Konuşmak ister istemez rasyonelleştirmedir. Dile dökülen en saçma veya müphem kavram bile rasyonelleşir. Dilin aslî amacı bu değil. Lisan oturalım, dünyayı aklileştirelim diye icat edilmiş değil. Ancak dilin araçlarını kullandığında, onun kurallarına uyduğunda ister istemez bir aklileştirmeye yol açarsın.

Bu aklileştirme dünyayı kameralar vasıtasıyla dijitalleştirmeye benzer. Kimse telefonuyla video çekerken şu sahneyi bir dijitalleştirsem diye düşünmez, ancak elindeki aracın çalışma prensibi bütün o görüntüyü yine o araçlarla yorumlanabilir 0 ve 1'lere çevirmektir. Dilin maksadı da aklileştirmek olmayabilir, ancak bu nihayetindeki üretimin akliliğini engellemez.
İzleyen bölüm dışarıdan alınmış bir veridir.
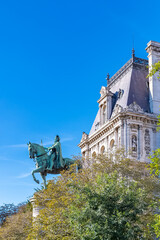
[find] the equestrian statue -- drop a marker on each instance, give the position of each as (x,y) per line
(48,160)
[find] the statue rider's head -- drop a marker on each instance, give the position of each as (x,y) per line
(57,138)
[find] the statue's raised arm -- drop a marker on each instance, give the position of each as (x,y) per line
(51,162)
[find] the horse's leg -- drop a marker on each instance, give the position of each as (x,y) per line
(41,169)
(44,180)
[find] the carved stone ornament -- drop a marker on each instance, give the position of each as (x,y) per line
(117,109)
(134,107)
(147,141)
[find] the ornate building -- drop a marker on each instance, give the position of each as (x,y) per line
(128,110)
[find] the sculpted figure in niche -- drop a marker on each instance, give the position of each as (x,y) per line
(134,143)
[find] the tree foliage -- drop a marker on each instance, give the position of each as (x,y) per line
(107,195)
(7,210)
(17,225)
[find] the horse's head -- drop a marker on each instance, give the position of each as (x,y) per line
(32,150)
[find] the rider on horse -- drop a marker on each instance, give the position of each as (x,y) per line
(55,155)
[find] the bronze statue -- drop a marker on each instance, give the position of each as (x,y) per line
(52,163)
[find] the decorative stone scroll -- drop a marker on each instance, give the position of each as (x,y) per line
(147,141)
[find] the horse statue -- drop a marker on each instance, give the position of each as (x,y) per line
(52,163)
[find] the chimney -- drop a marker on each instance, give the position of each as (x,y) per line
(153,50)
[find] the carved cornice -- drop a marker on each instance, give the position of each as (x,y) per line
(140,62)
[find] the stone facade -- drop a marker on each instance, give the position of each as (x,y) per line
(128,109)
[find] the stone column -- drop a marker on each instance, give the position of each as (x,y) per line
(36,209)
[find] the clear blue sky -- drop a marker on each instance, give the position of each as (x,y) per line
(54,58)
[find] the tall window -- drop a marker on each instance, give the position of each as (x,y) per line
(102,150)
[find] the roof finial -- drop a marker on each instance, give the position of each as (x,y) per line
(133,53)
(107,77)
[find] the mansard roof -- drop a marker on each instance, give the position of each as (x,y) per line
(129,85)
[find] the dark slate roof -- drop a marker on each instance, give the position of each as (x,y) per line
(132,82)
(129,85)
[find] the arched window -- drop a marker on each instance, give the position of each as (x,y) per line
(102,150)
(111,143)
(134,143)
(104,114)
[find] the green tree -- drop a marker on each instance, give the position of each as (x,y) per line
(74,193)
(16,226)
(109,208)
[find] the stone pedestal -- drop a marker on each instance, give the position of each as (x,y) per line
(36,209)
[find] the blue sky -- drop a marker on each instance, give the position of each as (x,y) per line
(54,58)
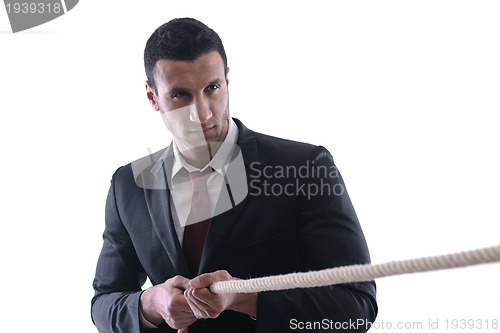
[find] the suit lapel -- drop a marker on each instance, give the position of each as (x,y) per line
(158,200)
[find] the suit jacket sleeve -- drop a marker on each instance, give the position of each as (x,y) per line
(119,276)
(329,236)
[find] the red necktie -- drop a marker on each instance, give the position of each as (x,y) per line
(198,221)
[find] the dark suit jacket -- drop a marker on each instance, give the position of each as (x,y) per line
(265,234)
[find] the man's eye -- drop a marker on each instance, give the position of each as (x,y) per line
(178,95)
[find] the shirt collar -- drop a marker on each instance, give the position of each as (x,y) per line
(218,162)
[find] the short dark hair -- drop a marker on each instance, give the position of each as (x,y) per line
(180,39)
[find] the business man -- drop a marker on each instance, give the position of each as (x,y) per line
(222,202)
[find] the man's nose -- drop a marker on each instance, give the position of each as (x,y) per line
(201,113)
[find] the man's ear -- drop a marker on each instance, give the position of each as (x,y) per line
(150,93)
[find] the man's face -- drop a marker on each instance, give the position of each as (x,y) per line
(193,99)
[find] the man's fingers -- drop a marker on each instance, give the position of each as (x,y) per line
(180,282)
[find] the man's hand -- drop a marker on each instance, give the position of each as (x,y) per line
(204,304)
(166,302)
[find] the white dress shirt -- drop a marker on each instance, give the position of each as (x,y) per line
(181,192)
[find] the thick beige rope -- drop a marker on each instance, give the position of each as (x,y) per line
(357,273)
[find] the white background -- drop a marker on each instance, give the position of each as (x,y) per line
(405,95)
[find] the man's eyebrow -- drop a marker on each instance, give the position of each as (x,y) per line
(215,81)
(176,90)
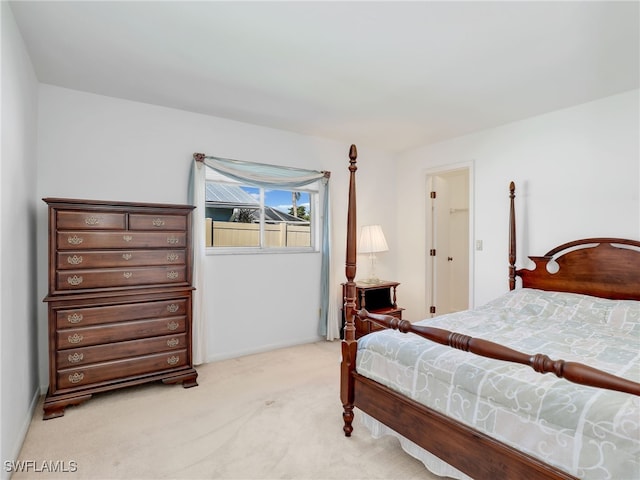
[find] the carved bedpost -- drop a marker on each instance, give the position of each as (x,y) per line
(512,236)
(349,344)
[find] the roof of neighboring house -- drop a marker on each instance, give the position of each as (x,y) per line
(229,195)
(233,196)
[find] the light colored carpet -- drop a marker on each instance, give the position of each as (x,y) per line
(274,415)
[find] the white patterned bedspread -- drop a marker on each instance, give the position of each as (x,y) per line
(587,432)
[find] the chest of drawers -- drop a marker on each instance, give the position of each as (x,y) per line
(119,301)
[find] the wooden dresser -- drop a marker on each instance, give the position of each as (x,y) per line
(119,298)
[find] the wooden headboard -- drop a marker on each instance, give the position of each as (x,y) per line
(603,267)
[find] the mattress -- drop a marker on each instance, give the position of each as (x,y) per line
(587,432)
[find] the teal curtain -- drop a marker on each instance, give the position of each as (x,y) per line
(273,176)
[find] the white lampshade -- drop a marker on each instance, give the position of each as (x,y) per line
(372,240)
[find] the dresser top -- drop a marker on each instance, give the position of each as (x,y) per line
(81,203)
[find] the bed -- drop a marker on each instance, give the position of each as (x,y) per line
(465,394)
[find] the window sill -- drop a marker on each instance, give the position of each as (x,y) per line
(257,251)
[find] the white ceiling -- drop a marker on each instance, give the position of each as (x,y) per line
(390,75)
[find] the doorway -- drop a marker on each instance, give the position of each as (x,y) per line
(448,243)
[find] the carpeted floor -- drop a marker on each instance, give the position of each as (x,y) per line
(274,415)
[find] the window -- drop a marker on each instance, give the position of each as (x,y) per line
(250,218)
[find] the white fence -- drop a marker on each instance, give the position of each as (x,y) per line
(234,234)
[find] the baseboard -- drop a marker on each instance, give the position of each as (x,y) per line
(22,434)
(261,349)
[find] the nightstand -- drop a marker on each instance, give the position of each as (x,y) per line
(379,298)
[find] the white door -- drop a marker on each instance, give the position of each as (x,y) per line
(448,239)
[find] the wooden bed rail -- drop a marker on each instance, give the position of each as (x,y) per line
(572,371)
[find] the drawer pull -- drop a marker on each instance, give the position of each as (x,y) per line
(172,325)
(76,377)
(173,360)
(76,357)
(75,240)
(75,280)
(75,317)
(75,338)
(173,308)
(74,260)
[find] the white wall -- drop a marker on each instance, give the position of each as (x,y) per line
(577,175)
(18,365)
(97,147)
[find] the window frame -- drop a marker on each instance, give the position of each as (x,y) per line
(314,191)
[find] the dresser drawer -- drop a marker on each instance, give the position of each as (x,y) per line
(144,221)
(109,258)
(75,357)
(119,277)
(82,239)
(120,369)
(81,317)
(72,220)
(119,332)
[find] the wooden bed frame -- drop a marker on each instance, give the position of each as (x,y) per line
(590,266)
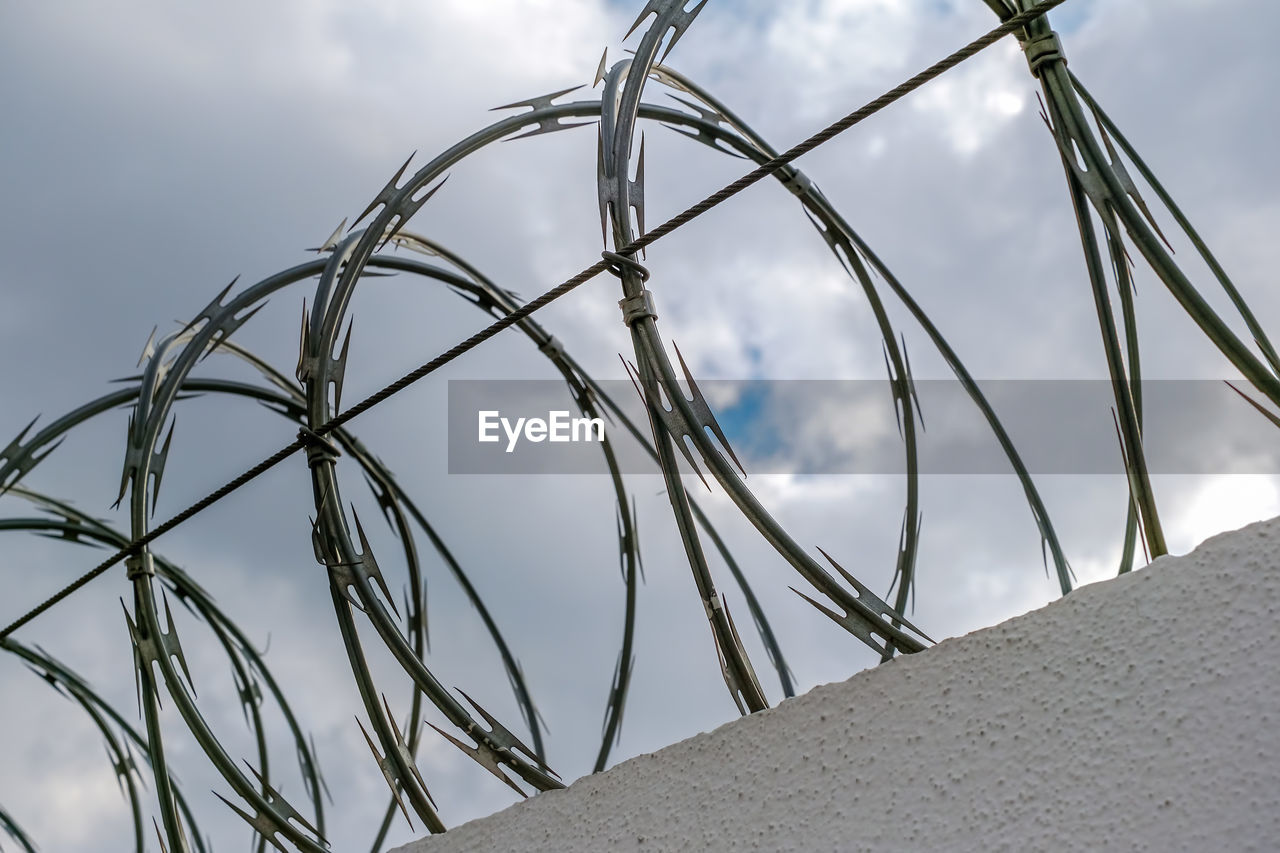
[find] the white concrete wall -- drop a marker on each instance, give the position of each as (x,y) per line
(1142,714)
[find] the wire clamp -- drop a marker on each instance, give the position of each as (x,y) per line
(319,447)
(552,347)
(620,264)
(1043,50)
(638,308)
(140,565)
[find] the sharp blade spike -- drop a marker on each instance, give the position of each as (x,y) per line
(332,240)
(483,757)
(369,564)
(705,411)
(384,195)
(304,370)
(599,69)
(498,729)
(538,101)
(407,210)
(149,347)
(173,644)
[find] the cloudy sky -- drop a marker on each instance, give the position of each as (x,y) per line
(155,151)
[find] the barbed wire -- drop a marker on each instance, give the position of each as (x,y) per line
(512,318)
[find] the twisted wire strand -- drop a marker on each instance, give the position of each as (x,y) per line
(650,237)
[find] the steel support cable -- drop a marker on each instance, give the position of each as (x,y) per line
(763,170)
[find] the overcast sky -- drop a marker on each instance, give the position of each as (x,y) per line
(154,151)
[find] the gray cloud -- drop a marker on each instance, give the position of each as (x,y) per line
(154,154)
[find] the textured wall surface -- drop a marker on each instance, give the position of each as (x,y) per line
(1142,714)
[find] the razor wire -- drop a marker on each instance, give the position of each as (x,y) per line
(1098,185)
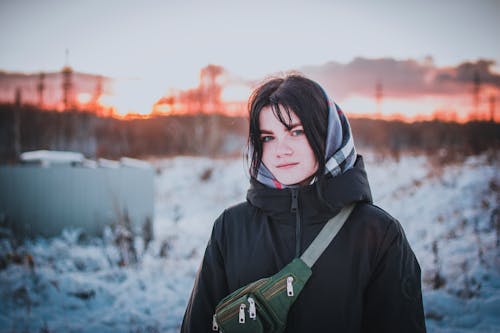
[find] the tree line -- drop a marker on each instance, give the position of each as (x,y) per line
(26,128)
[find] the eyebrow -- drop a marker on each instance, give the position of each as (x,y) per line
(292,126)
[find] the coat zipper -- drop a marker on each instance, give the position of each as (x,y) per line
(295,209)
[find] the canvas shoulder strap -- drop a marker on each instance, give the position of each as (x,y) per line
(326,236)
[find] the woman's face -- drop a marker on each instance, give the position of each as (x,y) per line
(286,152)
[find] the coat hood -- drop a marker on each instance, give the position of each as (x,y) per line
(339,191)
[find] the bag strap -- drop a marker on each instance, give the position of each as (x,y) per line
(326,236)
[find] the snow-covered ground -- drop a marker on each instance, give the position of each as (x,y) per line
(70,283)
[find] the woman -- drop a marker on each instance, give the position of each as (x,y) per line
(304,170)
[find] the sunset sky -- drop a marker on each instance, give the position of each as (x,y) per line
(152,46)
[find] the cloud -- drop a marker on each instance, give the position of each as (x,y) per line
(400,78)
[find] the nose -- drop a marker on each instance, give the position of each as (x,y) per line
(283,148)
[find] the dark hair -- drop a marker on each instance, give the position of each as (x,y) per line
(297,94)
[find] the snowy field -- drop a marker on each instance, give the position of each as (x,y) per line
(73,284)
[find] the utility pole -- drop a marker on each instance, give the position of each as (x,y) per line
(378,98)
(67,85)
(40,88)
(475,96)
(492,107)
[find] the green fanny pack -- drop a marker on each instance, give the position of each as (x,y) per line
(263,305)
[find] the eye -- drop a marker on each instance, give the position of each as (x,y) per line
(266,138)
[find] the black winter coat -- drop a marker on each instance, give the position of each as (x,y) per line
(367,280)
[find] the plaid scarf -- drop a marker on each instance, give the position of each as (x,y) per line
(340,152)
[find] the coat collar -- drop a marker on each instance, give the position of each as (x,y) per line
(339,191)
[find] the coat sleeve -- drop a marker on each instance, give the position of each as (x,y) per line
(209,288)
(393,297)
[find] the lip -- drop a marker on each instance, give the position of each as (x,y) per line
(286,165)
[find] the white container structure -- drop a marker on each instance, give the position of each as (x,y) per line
(51,191)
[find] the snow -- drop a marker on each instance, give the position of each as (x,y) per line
(47,157)
(72,283)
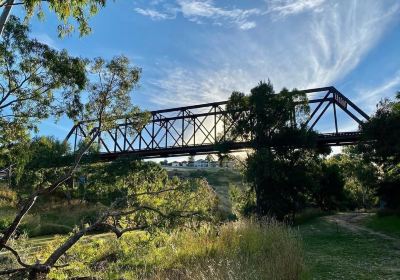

Dilin aklileştirmesinin bir sonucu, aslında akli olmayan, rasyonel kurallara uymayan, gramerin, sözdiziminin tam olarak ifade edemediği durumları bir şekilde ifade ettiğinde yanlış anlaşılmaya çok müsaitleştirmesidir. İnsanların dış dünyaya dair konuşmalarının tutarlılığı kontrol edilebilir ve aklileşmeye uygundur. Ancak insanın iç dünyasına ilişkin hususlar, pek çok zaman bu rasyonelleştirmeye uygun değildir. Duyguların kelimelerle anlatılması tam olarak imkansız olduğu halde, elimizde başka araç olmadığı için onu kullanır ve çoklukla yanlış anlaşılırız.

Anlaşılmamanın sebebi de dilin senin duygularını, anlatmaya çalıştığını anlatacak araçlardan mahrum olması veya senin bu araçları anlaşılmak için kullanmayışın olabilir. İkisinde de karşısındaki için durum değişmez. Dil sosyal araçların hepsi gibi belli mekanizmaları, kuralları olan bir yapı. Bu yapıyı duygularını ifade etmek için kullanabileceğini kim düşündü acaba?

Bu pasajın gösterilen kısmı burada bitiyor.